In order to completely develop your deltoid, giving it that capped, full, round look, you have to maximally develop each head of the deltoid. Most people already focus too much on pressing movements for the anterior head, and lateral raises for the lateral head and then completely neglect the posterior head of the delt, or leave it ’till the end of the workout.
So let me give you a quick tip before we go into the exercises. If your posterior delt is lagging, start by training it first thing in your workout, and work the head that is already well developed last. If a muscle is lagging, make it a priority.
The posterior delt starts at the back of your shoulder and then comes around and connects to the humerus bone. This muscle will help your delt look rounder when viewed from the front, and bigger and fuller when viewed from the side.
When fully developed, this head will provide superior division between the shoulder and the lateral past of the tricep.
Now onto the top 3 exercises for optimal posterior delt developement!
Posterior Delt DB Row.
Many times you’ll see people doing heavy compounds for their frontal delt and lateral delt, but then when it comes to posterior delt, they suddenly do light isolation movements. Don’t get me wrong, there’s nothing wrong with isolation movements, but to really bring that posterior delt out, it needs equal stimulation as the other heads.
My personal favorite is the posterior delt DB row. Take a DB in each hand and bend forward at the waist, so that your upper body is about 30-45 degree above parallel to the ground. Always keep palms facing your shoulders. Now row backwards, leading with your elbows while keeping your upper arms about 45 degrees away from your body. Don’t bring the weight up too much, because then you’ll start to recruit more upper back muscles and shift the tension away from your posterior delt.
At the bottom of the movement, don’t straighten your out your arms, but keep them slightly bent in order to keep tension on the posterior delt. Don’t use a weight that’s too heavy, as then the tension will be more on the upper back, instead of the posterior delt.
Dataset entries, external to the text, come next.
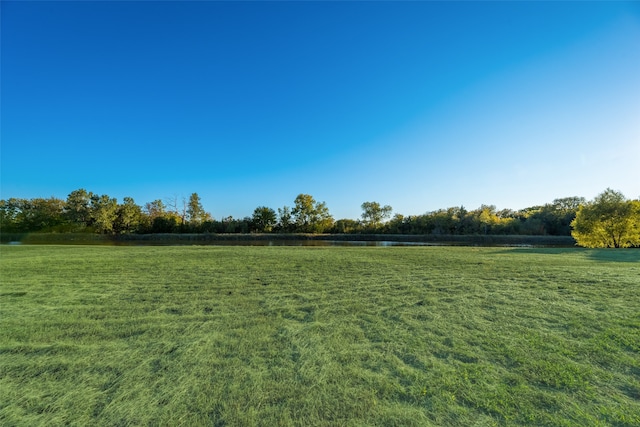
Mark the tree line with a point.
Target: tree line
(611, 218)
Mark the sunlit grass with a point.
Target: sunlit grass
(277, 336)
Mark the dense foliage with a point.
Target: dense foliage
(609, 221)
(289, 336)
(89, 212)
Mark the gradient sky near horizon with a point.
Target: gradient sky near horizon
(419, 105)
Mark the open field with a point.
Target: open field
(327, 336)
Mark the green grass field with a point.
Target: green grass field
(336, 336)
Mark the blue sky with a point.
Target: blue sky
(419, 105)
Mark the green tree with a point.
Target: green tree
(609, 221)
(155, 209)
(374, 215)
(78, 208)
(285, 220)
(311, 216)
(104, 212)
(129, 217)
(263, 219)
(196, 214)
(9, 210)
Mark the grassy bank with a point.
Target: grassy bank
(277, 336)
(281, 239)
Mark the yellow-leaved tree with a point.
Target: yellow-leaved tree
(608, 221)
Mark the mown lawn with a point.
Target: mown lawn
(337, 336)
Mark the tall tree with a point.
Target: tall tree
(104, 211)
(373, 214)
(195, 212)
(129, 217)
(78, 207)
(311, 216)
(263, 219)
(285, 220)
(609, 221)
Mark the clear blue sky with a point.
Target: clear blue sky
(420, 105)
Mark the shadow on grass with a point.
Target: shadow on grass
(602, 255)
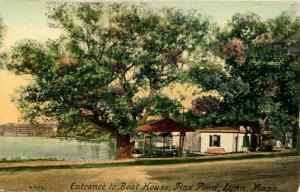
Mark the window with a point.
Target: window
(246, 141)
(214, 140)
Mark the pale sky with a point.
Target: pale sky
(26, 19)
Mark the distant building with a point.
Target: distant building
(219, 140)
(13, 129)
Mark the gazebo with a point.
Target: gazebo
(165, 126)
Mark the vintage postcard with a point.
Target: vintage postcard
(147, 96)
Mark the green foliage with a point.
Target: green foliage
(260, 75)
(110, 65)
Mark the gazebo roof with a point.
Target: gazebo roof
(164, 125)
(222, 130)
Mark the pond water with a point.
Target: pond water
(57, 148)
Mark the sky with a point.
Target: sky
(26, 19)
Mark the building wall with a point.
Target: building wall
(199, 142)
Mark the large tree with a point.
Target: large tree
(1, 37)
(109, 67)
(259, 74)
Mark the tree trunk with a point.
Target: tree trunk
(124, 147)
(298, 135)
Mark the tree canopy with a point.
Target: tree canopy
(109, 66)
(259, 76)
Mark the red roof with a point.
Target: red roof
(222, 130)
(164, 125)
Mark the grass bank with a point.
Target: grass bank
(148, 162)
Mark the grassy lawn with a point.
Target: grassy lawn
(277, 174)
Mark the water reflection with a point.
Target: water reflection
(58, 148)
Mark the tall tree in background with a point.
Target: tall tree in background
(109, 67)
(1, 37)
(259, 77)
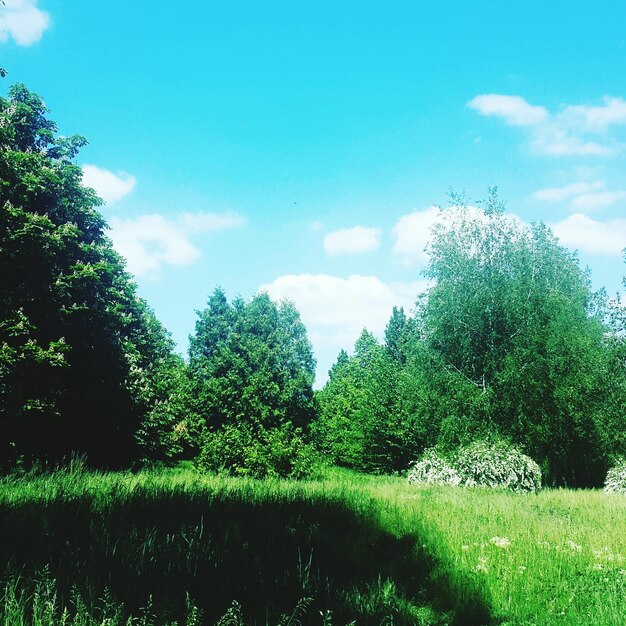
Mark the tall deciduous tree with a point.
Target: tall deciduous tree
(252, 370)
(76, 341)
(514, 316)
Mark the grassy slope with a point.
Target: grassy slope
(368, 549)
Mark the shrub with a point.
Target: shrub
(495, 464)
(279, 452)
(616, 477)
(433, 469)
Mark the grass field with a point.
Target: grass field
(157, 547)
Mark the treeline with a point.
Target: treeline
(510, 341)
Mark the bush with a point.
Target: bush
(279, 452)
(494, 464)
(497, 464)
(433, 469)
(616, 478)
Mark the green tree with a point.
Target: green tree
(513, 315)
(74, 336)
(252, 370)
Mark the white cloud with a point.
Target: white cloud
(559, 194)
(335, 309)
(597, 118)
(552, 140)
(150, 241)
(597, 200)
(355, 240)
(22, 21)
(109, 186)
(581, 232)
(412, 234)
(574, 130)
(514, 110)
(582, 196)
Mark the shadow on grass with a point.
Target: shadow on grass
(267, 555)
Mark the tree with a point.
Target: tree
(513, 316)
(252, 370)
(75, 338)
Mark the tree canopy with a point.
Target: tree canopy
(75, 337)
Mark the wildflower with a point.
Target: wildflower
(574, 547)
(481, 565)
(500, 542)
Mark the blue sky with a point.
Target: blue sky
(299, 146)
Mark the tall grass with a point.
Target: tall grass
(159, 547)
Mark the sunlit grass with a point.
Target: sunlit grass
(342, 547)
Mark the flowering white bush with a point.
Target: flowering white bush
(616, 478)
(497, 465)
(433, 469)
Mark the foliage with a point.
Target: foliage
(358, 424)
(497, 464)
(433, 469)
(77, 343)
(519, 333)
(482, 463)
(279, 452)
(251, 374)
(616, 477)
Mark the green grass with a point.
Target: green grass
(157, 547)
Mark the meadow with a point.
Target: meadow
(175, 546)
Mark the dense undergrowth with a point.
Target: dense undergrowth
(157, 547)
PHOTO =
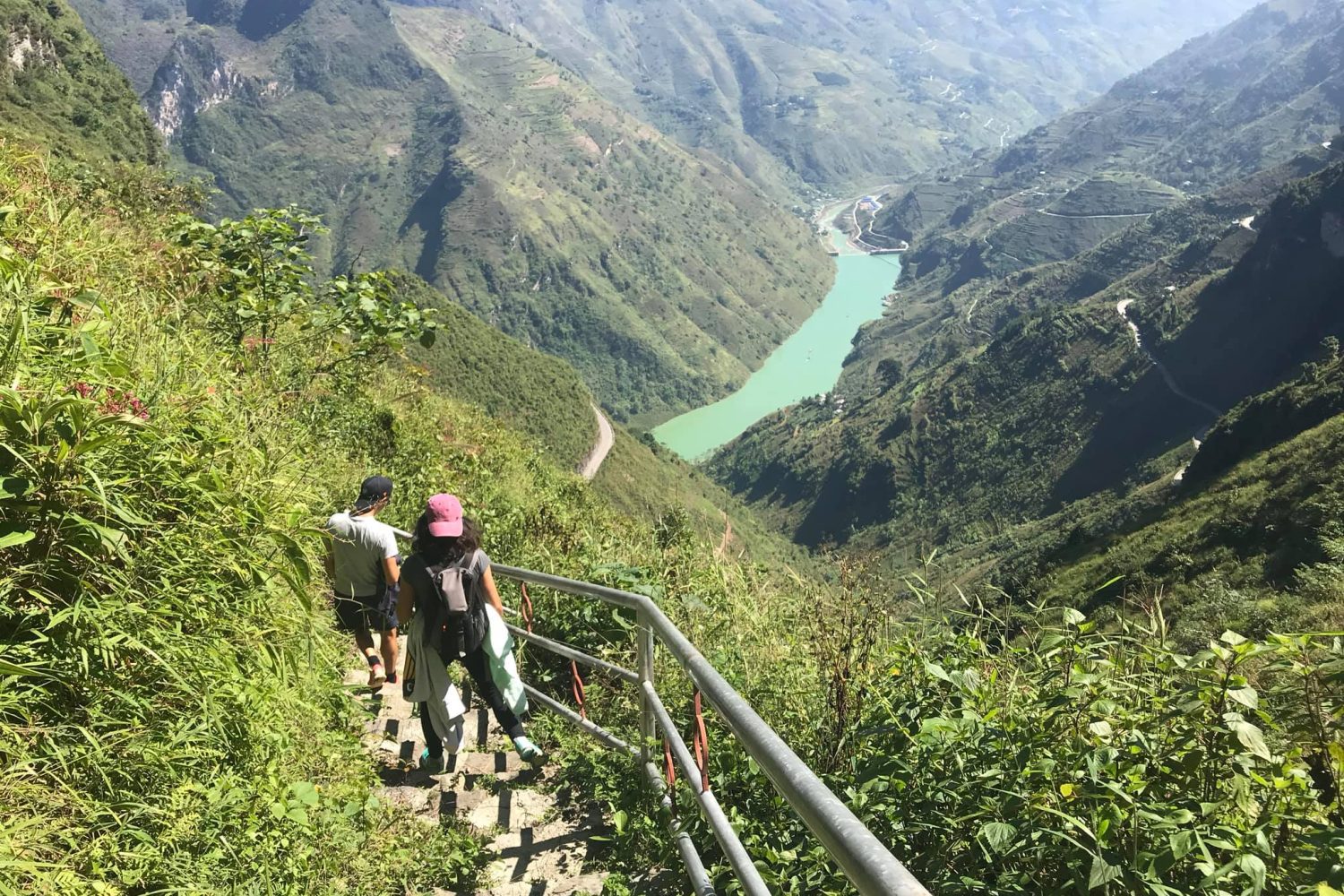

Another compound that hits the posterior head very well is the seal row, where your upper arms are perpendicular to the body during the row, while using a wide grip. This row is however second best to the posterior delt DB row, and won’t develop your posterior head as good, because it’s more focused on the back instead of isolating the posterior head.
Like I said earlier, isolation movements do have their place. You can do this movement standing, bent over or seated. At the bottom of the movement, don’t let your arms close in too much, but rather keep them slightly open – no closer than shoulder width apart. This is to keep continuous tension on the posterior head. Always maintain a neutral grip during the movement. Again, don’t go too heavy, as then your upper back will do most of the work, instead of the posterior head. At the top of the movement, you can tilt the front of the DB upwards, in order to recruit more external rotator cuff muscle.
Cable Face Pulls.
This is another great isolation movement that will keep constant tension on the posterior delt, as well as help to recruit external rotator cuff muscles during the movement. I like to do this exercise with my palms facing away from each other, or you can do it with palms facing each other (neutral grip), it doesn’t really matter, as long as you feel it maximally in your posterior delt. As you pull backwards, bring your hands to the side of your head, to about forehead high or a little higher. Then squeeze for a moment before returning to the starting position.
On these posterior delt exercises, try not to retract your shoulder blades during the movement, but take a weight that is light enough for you to keep your scapulas protracted. This will ensure maximal tension is on your posterior delts, and not the upper back.